Na conversa por telefone, antes da entrevista em sua casa, Alexandre descreveu o ambiente que trabalhava como “insalubre”.
“Acho que o barulho é o principal fator que deixa qualquer pessoa desestabilizada dentro de uma sala de aula. Porque são muitos decibéis, acima do nível aceitável. Muitas vezes, a gente tem que gritar, bater na mesa, brigar com os alunos”, descreve.
A violência, verbal e física, também é mencionada pelo professor como fator agravante na rotina escolar. As longas e exaustivas jornadas de trabalho ficam como protagonistas do desgaste mental que ele sente.
“Eu começava a dar aulas de manhã, por volta de 7h, 8h e ia parar às 23h. Imagine a qualidade da minha primeira aula e a qualidade da última. É uma disparidade enorme.”
O professor tinha cerca de 600 alunos nas duas escolas onde lecionava. Somando o tempo dentro e fora de sala de aula, eram cerca de 65 horas semanais de dedicação ao trabalho.
A história do Alexandre se soma a de outros 53 mil professores da rede estadual. Esses profissionais foram afastados no ano passado por transtornos mentais e comportamentais. Atualmente, o estado conta com 186 mil professores entre ativos, afastados e licenciados.
No Parque dos Príncipes, na Zona Oeste, outro lado de São Paulo, a professora Andréa Roberta da Costa trabalha na Escola Municipal Conde Luiz Eduardo Matarazzo, onde a encontramos em meio ao barulho do recreio.
Andréa tem 40 anos e faz parte do principal perfil dos docentes da rede pública de São Paulo.

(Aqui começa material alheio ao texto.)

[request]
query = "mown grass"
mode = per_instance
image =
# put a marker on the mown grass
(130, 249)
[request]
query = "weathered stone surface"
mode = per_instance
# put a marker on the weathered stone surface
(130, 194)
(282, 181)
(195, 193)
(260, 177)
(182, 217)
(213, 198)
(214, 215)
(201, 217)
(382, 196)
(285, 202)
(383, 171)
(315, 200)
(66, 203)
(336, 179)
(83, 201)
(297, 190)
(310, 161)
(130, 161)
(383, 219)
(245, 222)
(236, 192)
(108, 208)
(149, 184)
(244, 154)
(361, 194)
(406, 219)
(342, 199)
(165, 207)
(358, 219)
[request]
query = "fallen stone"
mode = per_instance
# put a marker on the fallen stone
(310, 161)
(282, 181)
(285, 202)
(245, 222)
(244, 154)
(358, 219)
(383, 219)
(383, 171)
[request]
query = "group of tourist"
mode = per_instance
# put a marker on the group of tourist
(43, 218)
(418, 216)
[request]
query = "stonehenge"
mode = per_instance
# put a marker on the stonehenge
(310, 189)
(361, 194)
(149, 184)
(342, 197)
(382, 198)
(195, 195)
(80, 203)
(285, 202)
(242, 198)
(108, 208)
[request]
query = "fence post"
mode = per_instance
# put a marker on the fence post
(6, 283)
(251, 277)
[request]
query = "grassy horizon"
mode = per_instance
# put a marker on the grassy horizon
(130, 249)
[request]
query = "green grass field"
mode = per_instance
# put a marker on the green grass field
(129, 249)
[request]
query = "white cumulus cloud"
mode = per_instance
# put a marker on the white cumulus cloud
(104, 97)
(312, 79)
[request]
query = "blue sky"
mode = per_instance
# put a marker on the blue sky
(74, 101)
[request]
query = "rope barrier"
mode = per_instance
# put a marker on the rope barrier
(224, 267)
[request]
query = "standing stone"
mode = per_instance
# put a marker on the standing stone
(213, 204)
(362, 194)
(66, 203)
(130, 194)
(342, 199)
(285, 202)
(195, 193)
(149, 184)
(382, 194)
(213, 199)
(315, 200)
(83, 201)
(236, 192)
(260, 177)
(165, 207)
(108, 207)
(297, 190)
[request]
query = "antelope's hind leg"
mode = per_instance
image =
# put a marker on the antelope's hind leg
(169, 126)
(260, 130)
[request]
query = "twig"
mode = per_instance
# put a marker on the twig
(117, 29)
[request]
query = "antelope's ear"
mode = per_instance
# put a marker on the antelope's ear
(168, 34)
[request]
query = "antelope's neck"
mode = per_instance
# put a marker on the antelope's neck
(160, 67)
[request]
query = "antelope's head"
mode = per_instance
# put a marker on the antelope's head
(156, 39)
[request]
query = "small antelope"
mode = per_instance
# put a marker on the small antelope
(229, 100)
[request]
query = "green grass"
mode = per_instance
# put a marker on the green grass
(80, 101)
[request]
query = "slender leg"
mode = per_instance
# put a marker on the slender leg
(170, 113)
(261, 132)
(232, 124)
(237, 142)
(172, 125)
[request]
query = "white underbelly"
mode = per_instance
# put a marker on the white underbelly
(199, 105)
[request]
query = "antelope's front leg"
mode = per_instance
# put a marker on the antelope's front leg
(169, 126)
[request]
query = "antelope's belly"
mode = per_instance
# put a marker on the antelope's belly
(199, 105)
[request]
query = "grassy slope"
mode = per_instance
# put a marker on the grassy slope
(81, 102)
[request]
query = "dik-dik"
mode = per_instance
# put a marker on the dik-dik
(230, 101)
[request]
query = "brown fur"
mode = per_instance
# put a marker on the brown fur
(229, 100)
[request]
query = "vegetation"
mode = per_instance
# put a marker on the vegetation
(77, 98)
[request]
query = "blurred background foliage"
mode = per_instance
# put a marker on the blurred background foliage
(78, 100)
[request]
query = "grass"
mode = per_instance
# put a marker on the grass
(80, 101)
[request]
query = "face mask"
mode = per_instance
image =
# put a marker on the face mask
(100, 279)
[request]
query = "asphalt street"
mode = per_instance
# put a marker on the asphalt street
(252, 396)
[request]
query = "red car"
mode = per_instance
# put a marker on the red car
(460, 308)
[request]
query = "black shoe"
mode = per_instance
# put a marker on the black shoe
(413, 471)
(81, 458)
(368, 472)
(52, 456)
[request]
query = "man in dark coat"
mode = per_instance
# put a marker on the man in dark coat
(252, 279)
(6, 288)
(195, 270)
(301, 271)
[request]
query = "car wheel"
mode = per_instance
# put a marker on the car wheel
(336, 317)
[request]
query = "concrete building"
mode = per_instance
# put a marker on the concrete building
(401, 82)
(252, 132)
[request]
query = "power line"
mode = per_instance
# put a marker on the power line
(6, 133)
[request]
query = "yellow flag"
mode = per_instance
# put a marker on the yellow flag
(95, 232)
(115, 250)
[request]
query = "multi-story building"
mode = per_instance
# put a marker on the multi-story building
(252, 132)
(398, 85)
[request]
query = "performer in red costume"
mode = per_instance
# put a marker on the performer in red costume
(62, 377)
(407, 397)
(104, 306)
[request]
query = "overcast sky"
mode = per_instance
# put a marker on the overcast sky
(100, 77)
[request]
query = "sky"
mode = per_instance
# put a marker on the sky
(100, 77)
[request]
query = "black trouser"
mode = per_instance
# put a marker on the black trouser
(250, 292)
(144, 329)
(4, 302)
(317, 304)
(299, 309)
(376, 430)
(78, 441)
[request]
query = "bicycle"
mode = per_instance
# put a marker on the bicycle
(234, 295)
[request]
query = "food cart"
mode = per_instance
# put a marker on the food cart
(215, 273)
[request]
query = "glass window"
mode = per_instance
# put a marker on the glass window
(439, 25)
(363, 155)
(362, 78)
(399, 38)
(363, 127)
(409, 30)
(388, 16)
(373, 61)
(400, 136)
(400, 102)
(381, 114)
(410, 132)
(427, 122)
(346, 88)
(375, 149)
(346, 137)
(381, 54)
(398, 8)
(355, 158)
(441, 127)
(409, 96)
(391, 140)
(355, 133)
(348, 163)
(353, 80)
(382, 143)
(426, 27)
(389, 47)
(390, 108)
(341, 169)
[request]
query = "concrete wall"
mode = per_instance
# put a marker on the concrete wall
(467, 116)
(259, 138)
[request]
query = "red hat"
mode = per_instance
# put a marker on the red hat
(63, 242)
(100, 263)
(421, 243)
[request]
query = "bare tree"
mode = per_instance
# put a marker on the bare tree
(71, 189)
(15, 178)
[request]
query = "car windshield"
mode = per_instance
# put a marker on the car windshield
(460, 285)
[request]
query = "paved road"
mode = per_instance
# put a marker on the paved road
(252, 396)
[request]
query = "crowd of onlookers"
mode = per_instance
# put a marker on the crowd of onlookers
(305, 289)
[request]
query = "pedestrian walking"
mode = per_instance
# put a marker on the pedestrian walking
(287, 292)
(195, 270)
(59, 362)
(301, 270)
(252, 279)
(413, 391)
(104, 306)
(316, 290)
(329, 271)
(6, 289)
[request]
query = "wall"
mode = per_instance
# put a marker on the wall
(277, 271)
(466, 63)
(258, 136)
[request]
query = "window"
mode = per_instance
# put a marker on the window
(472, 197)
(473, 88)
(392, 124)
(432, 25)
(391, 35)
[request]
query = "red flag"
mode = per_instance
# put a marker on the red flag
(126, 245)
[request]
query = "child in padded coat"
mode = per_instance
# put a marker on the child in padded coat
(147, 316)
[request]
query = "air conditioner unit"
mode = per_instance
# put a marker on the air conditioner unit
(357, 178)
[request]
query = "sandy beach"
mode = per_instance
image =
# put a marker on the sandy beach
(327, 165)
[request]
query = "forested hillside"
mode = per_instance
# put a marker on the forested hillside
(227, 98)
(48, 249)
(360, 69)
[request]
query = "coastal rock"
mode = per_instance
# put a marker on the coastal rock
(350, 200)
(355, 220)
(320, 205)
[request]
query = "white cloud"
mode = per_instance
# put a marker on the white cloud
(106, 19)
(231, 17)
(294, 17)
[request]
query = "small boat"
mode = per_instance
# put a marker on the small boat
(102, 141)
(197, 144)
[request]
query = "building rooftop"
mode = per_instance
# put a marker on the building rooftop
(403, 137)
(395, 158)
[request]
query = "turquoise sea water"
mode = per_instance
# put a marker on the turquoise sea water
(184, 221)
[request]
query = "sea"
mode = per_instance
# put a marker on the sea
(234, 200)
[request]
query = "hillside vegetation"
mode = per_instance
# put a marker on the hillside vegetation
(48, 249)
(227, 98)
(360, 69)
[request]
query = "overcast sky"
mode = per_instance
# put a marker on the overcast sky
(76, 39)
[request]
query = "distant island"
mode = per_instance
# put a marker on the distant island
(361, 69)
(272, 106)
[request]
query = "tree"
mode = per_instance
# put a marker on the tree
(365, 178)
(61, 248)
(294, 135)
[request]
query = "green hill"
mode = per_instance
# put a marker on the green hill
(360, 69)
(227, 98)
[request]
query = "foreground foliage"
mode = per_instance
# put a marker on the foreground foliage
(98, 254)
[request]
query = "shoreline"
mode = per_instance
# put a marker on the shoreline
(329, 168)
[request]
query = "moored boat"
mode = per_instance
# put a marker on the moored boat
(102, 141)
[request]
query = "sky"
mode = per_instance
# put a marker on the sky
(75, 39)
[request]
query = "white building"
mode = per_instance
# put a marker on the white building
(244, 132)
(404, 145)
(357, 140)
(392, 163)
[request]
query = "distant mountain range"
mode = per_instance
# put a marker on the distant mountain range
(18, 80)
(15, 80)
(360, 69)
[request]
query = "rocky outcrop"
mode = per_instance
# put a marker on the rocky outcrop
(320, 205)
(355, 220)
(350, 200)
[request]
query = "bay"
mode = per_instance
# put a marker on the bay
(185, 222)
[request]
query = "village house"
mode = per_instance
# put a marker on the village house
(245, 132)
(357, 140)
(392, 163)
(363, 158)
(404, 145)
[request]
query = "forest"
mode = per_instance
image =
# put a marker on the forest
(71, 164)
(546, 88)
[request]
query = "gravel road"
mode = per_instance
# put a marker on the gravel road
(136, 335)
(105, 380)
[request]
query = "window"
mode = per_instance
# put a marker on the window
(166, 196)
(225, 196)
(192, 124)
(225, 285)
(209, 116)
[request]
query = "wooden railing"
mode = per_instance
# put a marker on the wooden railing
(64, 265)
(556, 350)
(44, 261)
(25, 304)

De acordo com a Secretaria Estadual de Educação, 73% dos professores pertencem ao sexo feminino e 35% estão na faixa entre 40 e 49 anos.
A professora começou a carreira no estado em 2008 e já trabalhava no serviço de educação da Prefeitura de Osasco. “Foi no estado onde eu comecei a adoecer”, conta.
“Tive a oportunidade de estar em sala de aula e trabalhei em cinco escolas diferentes. As escolas eram longe e eu sempre trabalhei em bairros como Brasilândia, Paraisópolis, sempre na periferia”, diz.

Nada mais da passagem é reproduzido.